Embed Claude into Existing Workflows, Not Next to Them

The biggest adoption risk is turning Claude into yet another tool agents have to open on a second screen. Strategically, you want AI-assisted knowledge retrieval to live directly inside your contact center workflows: the CRM view, the ticketing system, or the chat console your team already uses. If agents must constantly switch context, they’ll default back to old habits and your ROI will stall.

Plan your implementation with integration in mind. Decide early where in the agent journey Claude should appear: pre-call case prep, in-call guidance, after-call summaries, or all of the above. Use your existing tech stack’s APIs or middleware so that Claude can see customer data, recent tickets, and relevant documentation without manual copy-paste. This mindset converts Claude from a "nice-to-have tool" into a core part of how your customer service team operates.

Balance Speed with Compliance and Risk Management

Claude’s strength is its ability to read long policies and answer fast – but that same strength requires a clear approach to compliance and risk. You need strategic guardrails: which content is in scope, what must always be quoted verbatim (e.g. legal terms), and when Claude should explicitly tell an agent to escalate or seek approval.
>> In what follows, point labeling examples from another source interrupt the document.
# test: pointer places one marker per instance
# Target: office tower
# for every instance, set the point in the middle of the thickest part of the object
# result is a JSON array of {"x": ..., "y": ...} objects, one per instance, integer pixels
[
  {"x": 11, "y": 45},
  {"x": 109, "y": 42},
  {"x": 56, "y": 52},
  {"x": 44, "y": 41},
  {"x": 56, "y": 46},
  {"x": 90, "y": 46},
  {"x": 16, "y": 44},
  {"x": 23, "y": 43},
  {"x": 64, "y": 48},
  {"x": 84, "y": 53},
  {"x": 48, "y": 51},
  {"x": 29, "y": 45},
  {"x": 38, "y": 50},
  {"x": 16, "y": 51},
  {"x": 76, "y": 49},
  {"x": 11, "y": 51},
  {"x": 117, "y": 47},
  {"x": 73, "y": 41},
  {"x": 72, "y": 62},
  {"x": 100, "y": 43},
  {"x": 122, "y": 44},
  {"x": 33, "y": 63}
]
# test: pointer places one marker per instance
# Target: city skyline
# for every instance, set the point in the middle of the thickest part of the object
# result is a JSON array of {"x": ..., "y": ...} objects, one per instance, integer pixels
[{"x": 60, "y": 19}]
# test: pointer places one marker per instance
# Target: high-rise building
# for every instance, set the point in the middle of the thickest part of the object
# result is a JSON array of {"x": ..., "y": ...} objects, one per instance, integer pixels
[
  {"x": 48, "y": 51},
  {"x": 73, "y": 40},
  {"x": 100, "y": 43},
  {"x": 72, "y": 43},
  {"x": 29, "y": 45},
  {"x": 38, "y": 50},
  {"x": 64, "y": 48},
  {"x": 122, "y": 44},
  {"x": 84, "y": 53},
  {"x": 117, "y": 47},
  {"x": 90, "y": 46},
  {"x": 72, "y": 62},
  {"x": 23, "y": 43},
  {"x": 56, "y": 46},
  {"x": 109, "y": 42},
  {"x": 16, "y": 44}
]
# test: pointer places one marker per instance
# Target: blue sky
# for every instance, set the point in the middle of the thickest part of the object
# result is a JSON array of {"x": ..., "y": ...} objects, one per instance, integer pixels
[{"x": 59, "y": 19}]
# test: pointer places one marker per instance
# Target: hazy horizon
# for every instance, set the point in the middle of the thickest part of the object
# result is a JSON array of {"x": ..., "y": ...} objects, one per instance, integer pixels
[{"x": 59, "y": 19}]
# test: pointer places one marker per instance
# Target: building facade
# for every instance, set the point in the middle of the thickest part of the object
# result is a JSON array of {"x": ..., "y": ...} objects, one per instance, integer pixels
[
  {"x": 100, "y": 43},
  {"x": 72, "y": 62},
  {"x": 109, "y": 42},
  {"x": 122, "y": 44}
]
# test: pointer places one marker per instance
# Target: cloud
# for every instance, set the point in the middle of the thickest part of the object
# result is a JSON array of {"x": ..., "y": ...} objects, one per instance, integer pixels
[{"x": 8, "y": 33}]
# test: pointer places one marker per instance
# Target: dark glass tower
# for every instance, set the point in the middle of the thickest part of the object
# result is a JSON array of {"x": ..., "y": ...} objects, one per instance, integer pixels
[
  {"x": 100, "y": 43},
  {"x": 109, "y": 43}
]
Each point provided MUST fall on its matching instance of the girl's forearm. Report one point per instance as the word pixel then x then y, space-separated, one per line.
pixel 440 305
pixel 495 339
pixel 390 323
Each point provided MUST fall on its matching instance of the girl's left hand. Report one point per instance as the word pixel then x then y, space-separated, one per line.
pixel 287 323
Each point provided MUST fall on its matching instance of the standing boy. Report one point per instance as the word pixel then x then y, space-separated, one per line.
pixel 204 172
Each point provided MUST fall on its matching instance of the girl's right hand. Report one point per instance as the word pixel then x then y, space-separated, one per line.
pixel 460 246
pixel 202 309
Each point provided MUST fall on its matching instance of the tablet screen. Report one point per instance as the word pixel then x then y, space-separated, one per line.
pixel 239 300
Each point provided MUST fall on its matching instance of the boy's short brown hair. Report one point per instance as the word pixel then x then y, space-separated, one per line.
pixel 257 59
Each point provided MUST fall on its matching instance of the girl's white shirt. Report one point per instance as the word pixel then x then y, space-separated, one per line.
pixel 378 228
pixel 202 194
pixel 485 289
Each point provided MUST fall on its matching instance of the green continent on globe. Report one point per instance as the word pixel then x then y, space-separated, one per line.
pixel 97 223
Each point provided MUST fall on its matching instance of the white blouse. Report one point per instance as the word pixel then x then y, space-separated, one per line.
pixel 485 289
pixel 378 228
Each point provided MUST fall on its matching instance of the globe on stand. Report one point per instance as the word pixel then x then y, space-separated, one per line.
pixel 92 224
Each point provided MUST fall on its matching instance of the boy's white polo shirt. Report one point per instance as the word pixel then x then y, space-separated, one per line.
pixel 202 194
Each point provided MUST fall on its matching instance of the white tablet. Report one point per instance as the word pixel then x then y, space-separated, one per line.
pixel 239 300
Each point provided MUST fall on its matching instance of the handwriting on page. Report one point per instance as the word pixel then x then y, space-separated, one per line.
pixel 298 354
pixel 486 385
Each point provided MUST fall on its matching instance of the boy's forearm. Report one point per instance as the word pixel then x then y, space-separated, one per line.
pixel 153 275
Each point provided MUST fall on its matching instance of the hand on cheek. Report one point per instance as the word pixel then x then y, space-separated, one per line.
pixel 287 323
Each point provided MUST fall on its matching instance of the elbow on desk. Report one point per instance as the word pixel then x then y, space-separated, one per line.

Define these rules in collaboration with legal, compliance, and operations. Then encode them in Claude’s system prompts and retrieval configuration. For regulated scenarios, you may require the AI to show source citations for any critical claim so agents can quickly double-check. This structured approach lets you benefit from rapid knowledge lookup without introducing hidden compliance risks.

Prepare Your Team for Assisted, Not Automated, Resolution

Finally, the human side: Claude should be positioned as an agent co-pilot, not a replacement. Strategically, this shapes how agents relate to the tool. If they fear automation, they will resist it; if they see it as a way to reduce stressful searching and increase confidence with customers, they will actively improve it with feedback.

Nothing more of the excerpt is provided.